You may or may not see a progress bar as part of the download - it depends on how quickly the object can be downloaded. For example:

$ pelican object get osdf:///pelicanplatform/test/hello-world.txt ./
hello-world.txt 27.00b / 27.00b [=======================================] Done!

If successful, you should see a new file in your directory called hello-world.txt, with the following contents:

If you are seeing this message, getting an object from OSDF was successful.

Pelican client basics

Understanding the test command you ran above is a good introduction to how Pelican works.

Commands

Most users will only ever use the pelican object set of commands. To see all the available commands, run this:

pelican object --help
Other pelican commands

You can see the other available sets of commands with

pelican --help

We recommend you avoid using these other commands unless you are specifically told to use one. These other sets of commands are generally used by the admins running a Pelican federation.

If you are interested in learning more about these commands, we recommend reading the Pelican docs.

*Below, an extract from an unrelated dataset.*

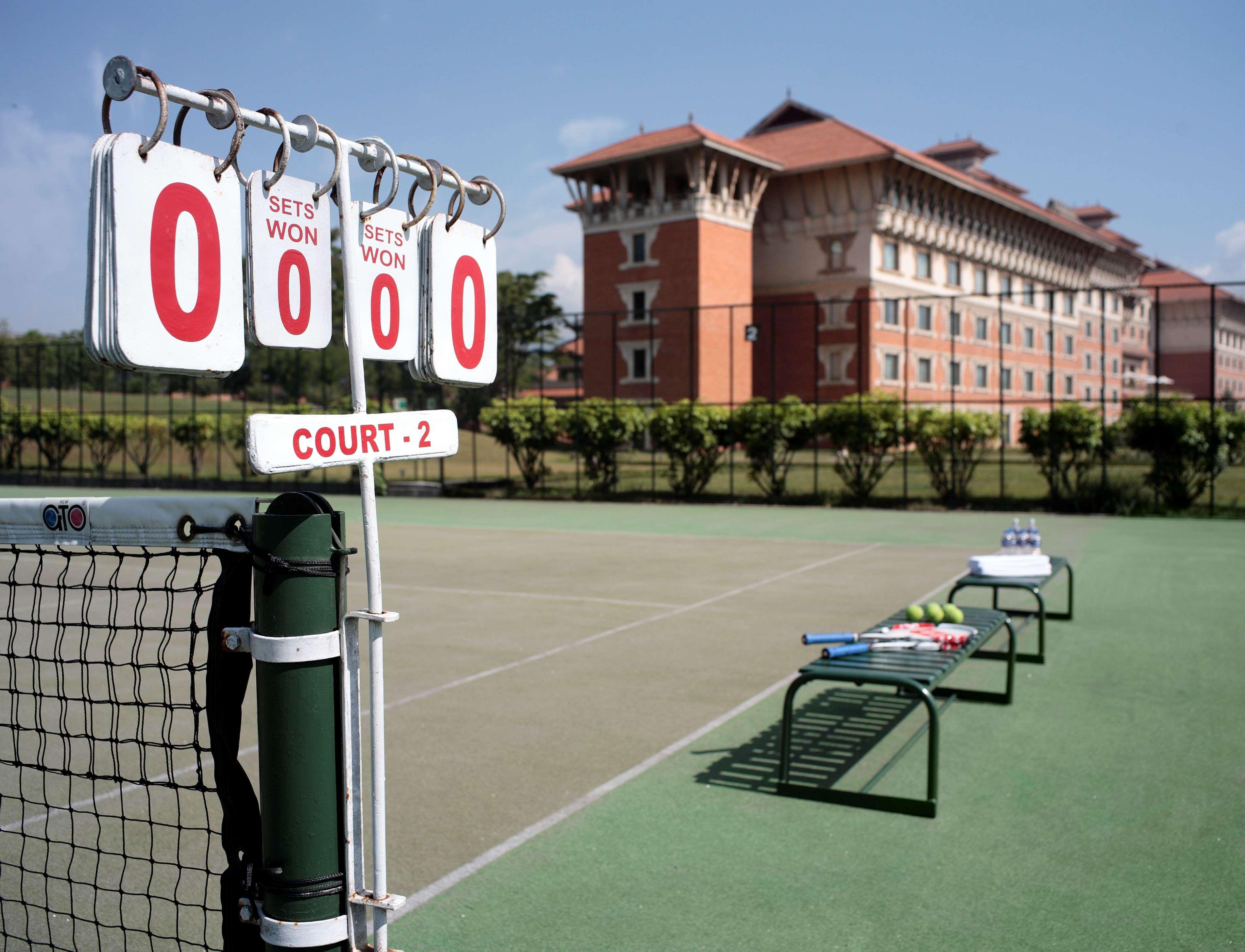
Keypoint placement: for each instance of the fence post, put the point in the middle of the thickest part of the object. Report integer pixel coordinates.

The most common commands you'll use are

Command Description
pelican object ls list an object or namespace within a federation
pelican object get download an object from a federation
pelican object put upload an object to a federation

The Pelican URL

You usually need to provide a "Pelican URL" that specifies the address of the object or namespace that you are interacting with. For objects in the OSDF, this URL has the following format:

osdf:///<namespace>/<object_name>
  • The osdf:// prefix tells Pelican to use the OSDF.
  • The /<namespace>/ part tells Pelican where to find the desired dataset(s).
  • The <object_name> part tells Pelican the specific object to find.

If you are managing the data in a namespace, understanding the distinction between the namespace part and the object part is important. But otherwise, most end users won't need to know the difference.

Altogether now

You now have all the pieces to understand the test command that you ran earlier:

pelican object get osdf:///pelicanplatform/test/hello-world.txt ./
  • pelican object get is used to download an object from a Pelican federation
  • osdf:// tells Pelican to use the OSDF
  • /pelicanplatform/ tells Pelican to look in the pelicanplatform namespace
  • test/hello-world.txt tells Pelican to look for the object named test/hello-world.txt
  • ./ tells Pelican to download the object to the current directory
What's in an (object's) name?

You may have noticed in the explanation that Pelican sees the object name as test/hello-world.txt but when you downloaded the object, the file was saved as hello-world.txt!

While Pelican uses the bucket-object paradigm (like S3), it knows when and how to translate into the traditional directory-file paradigm when appropriate. In fact, at the Pelican origin serving the pelicanplatform namespace, the test/hello-world.txt object almost certainly maps to a file hello-world.txt inside of a directory test in the connected data storage.